The enhancement of APE/ref-1 activity following gemcitabine treatment suggests that this might be playing a role in the repair of DNA damage, although we recognise that it is unclear if APE/ref-1 acts on misincorporation of gemcitabine into DNA. The present series of experiments does not establish that the sensitising effects of APE/ref-1 antisense is due to suppression of its BER activity, since APE/ref-1 also acts as a redox regulator of several transcription factors including NF-κB and AP1 that can promote cell survival responses (Hirota et al, 1997; Arrigo, 1999; Ueno et al, 1999; Moos et al, 2003). For example, the activation of NF-κB can occur during treatment with cancer chemotherapy and is believed to promote drug resistance (Wang et al, 1999; Baldwin, 2001; Arlt et al, 2003). The increases in APE/ref-1 seen in pancreas cancer cells during treatment with gemcitabine might augment this NF-κB response, additional to any effects on BER. The BER and redox effector activities of APE/ref-1 can be differentially regulated by phosphate modifications, and each function involves complex interactions with other cellular proteins (Yacoub et al, 1997; Evans et al, 2000; Hsieh et al, 2001). The striking difference observed between the sensitisation of Panc-1 and MiaPaCa-2 cells to gemcitabine following APE/ref-1 antisense treatment is likely to be explained on the basis of differences involving these elements, and further work is needed in this area.
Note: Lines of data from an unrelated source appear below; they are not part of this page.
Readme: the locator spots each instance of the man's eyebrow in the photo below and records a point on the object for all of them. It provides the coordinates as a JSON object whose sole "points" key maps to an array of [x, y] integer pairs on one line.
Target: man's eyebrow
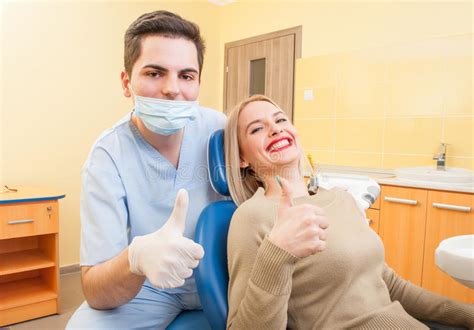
{"points": [[163, 69], [155, 66], [276, 113], [186, 70]]}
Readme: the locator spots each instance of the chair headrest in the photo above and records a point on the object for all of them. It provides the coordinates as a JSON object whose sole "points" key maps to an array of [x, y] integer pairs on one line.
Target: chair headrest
{"points": [[216, 163]]}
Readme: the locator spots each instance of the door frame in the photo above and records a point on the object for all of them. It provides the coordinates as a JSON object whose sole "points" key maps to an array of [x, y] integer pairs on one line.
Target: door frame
{"points": [[296, 31]]}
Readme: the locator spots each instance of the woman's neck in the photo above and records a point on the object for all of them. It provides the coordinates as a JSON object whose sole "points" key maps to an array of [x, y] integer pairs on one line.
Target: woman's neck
{"points": [[294, 178]]}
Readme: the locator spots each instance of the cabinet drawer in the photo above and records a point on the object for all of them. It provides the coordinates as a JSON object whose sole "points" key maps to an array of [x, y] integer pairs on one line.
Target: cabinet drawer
{"points": [[26, 219]]}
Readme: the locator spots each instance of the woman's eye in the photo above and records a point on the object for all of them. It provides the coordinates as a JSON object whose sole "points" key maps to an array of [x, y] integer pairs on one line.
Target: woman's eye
{"points": [[188, 77], [255, 130]]}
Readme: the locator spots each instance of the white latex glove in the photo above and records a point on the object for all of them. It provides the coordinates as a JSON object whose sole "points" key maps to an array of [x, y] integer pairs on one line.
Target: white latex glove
{"points": [[166, 257]]}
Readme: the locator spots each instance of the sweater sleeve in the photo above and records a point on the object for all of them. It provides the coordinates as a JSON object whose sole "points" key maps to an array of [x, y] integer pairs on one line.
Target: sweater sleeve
{"points": [[260, 278], [425, 305]]}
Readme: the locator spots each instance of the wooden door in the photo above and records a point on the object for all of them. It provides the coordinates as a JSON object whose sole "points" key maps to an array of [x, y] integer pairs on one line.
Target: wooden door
{"points": [[402, 229], [441, 224], [262, 65]]}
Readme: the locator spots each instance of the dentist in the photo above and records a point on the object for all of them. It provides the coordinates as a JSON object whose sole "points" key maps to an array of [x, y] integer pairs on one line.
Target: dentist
{"points": [[137, 255]]}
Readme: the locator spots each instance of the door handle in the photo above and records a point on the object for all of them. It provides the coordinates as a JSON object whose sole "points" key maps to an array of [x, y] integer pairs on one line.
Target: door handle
{"points": [[400, 200], [16, 222], [452, 207]]}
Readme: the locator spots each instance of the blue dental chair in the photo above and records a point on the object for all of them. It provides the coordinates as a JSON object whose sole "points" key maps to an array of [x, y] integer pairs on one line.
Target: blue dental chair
{"points": [[211, 232]]}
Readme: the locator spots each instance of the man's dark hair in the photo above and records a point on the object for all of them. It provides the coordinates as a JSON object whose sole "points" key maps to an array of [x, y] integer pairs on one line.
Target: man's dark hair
{"points": [[163, 23]]}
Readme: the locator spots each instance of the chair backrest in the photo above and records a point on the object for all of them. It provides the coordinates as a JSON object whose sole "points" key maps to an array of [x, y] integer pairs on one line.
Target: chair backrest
{"points": [[211, 232]]}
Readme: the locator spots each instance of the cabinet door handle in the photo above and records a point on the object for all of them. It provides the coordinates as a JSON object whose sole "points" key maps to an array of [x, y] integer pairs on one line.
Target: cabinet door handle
{"points": [[452, 207], [400, 200], [16, 222]]}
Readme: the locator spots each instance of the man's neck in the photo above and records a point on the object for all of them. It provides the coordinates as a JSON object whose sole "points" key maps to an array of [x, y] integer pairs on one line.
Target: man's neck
{"points": [[168, 146]]}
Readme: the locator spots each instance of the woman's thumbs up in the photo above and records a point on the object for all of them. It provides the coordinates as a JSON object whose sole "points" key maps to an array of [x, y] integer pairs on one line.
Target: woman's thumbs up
{"points": [[300, 229]]}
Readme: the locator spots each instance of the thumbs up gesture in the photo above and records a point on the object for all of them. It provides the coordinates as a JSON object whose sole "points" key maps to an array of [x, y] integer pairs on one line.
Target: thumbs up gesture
{"points": [[301, 229], [166, 257]]}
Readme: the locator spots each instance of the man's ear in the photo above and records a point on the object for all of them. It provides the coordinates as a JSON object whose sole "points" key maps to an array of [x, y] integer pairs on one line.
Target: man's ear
{"points": [[125, 83]]}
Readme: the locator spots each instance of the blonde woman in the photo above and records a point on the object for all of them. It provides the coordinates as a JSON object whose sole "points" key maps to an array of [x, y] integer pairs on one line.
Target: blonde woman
{"points": [[307, 262]]}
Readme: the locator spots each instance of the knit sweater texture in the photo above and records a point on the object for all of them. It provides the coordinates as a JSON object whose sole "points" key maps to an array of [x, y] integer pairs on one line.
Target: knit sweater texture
{"points": [[348, 285]]}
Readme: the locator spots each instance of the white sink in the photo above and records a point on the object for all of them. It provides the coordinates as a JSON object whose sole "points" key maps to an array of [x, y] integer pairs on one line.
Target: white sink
{"points": [[451, 175], [455, 256]]}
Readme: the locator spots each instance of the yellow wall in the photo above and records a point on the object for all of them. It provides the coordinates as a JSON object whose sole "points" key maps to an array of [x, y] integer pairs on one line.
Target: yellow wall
{"points": [[61, 89], [61, 63], [389, 106]]}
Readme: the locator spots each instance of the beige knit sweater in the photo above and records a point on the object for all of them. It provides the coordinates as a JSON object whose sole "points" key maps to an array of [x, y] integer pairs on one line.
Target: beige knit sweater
{"points": [[348, 285]]}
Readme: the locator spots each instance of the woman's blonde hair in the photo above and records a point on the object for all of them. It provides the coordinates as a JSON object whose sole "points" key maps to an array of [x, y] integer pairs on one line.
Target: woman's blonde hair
{"points": [[243, 182]]}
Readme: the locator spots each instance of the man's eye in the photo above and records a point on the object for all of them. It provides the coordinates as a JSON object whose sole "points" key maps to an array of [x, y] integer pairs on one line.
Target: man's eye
{"points": [[153, 74], [187, 77], [255, 130]]}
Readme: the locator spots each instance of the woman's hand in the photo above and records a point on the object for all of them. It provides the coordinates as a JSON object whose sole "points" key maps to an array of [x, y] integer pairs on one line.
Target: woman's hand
{"points": [[301, 229]]}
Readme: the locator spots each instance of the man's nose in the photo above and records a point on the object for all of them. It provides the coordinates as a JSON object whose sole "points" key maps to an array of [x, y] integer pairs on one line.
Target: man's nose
{"points": [[170, 88]]}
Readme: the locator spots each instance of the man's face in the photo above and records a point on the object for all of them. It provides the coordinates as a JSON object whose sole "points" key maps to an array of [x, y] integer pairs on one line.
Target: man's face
{"points": [[167, 69]]}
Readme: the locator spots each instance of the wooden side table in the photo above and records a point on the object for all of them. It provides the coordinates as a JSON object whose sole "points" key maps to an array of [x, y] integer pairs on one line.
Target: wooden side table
{"points": [[29, 258]]}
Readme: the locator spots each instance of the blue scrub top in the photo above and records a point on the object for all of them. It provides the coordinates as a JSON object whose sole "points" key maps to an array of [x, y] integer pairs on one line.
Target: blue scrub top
{"points": [[129, 188]]}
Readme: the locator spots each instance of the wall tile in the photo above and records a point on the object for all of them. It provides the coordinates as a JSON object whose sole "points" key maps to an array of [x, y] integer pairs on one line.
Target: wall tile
{"points": [[458, 79], [390, 106], [358, 159], [420, 97], [321, 157], [321, 106], [459, 136], [396, 161], [365, 99], [359, 135], [460, 162], [317, 71], [316, 133], [412, 135]]}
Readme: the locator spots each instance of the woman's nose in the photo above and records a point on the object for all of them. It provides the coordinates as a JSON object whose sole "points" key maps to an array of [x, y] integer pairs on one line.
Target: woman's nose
{"points": [[170, 87], [275, 130]]}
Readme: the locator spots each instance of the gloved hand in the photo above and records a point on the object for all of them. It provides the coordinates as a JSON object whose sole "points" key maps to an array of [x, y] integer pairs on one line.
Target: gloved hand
{"points": [[166, 257]]}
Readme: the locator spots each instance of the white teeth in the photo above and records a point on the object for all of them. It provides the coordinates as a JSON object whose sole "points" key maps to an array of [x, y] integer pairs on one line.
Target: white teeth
{"points": [[279, 144]]}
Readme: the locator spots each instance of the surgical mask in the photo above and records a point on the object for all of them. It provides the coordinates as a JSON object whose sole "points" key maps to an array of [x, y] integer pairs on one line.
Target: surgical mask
{"points": [[165, 117]]}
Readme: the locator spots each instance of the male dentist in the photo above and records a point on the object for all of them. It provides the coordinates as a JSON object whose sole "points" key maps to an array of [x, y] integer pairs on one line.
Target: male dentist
{"points": [[137, 256]]}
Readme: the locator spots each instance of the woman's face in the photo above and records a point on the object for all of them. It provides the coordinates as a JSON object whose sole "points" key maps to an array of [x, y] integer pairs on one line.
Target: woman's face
{"points": [[267, 138]]}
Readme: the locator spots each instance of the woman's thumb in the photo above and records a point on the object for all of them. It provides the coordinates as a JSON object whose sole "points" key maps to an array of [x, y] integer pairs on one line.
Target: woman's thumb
{"points": [[178, 217], [286, 193]]}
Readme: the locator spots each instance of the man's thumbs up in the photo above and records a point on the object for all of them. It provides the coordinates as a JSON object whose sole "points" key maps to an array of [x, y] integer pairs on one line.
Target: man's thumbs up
{"points": [[166, 257]]}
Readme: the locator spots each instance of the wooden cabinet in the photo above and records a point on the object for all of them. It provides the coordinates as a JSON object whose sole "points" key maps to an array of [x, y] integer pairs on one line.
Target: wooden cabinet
{"points": [[373, 218], [443, 222], [402, 229], [29, 262], [412, 224], [373, 215]]}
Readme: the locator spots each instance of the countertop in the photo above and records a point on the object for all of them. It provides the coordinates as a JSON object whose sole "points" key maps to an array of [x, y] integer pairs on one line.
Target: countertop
{"points": [[387, 177], [28, 194]]}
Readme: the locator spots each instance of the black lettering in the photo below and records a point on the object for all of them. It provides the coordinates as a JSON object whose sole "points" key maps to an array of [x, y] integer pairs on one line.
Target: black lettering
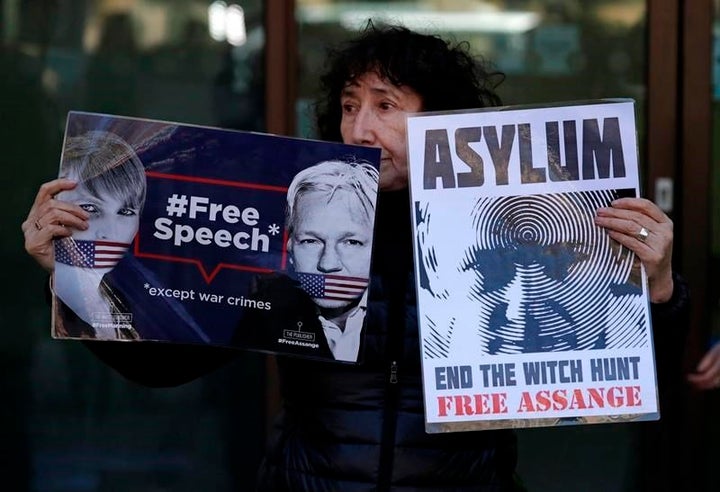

Phosphorothioate antisense olignonucleotides have been developed as therapeutic agents targeting a number of genes involved in cancer development, and several are currently undergoing clinical trial (O'Dwyer et al, 1999; Morris et al, 2002). Using APE/ref-1 antisense, we obtained a two decade decrease in the clonogenic survival of highly resistant Panc-1 cells treated with gemcitabine. Although it is not known if clinically achievable gemcitabine levels can upregulate APE/ref-1 activity in cancer patients, or if selective targeting of APE/ref-1 would enhance the therapeutic index of gemcitabine in pancreas cancer patients, they warrant further investigation including in vivo testing in xenograft models, examination of other pancreas cancer cell lines and elucidation of the underlying mechanisms. This work is currently in progress in our laboratory.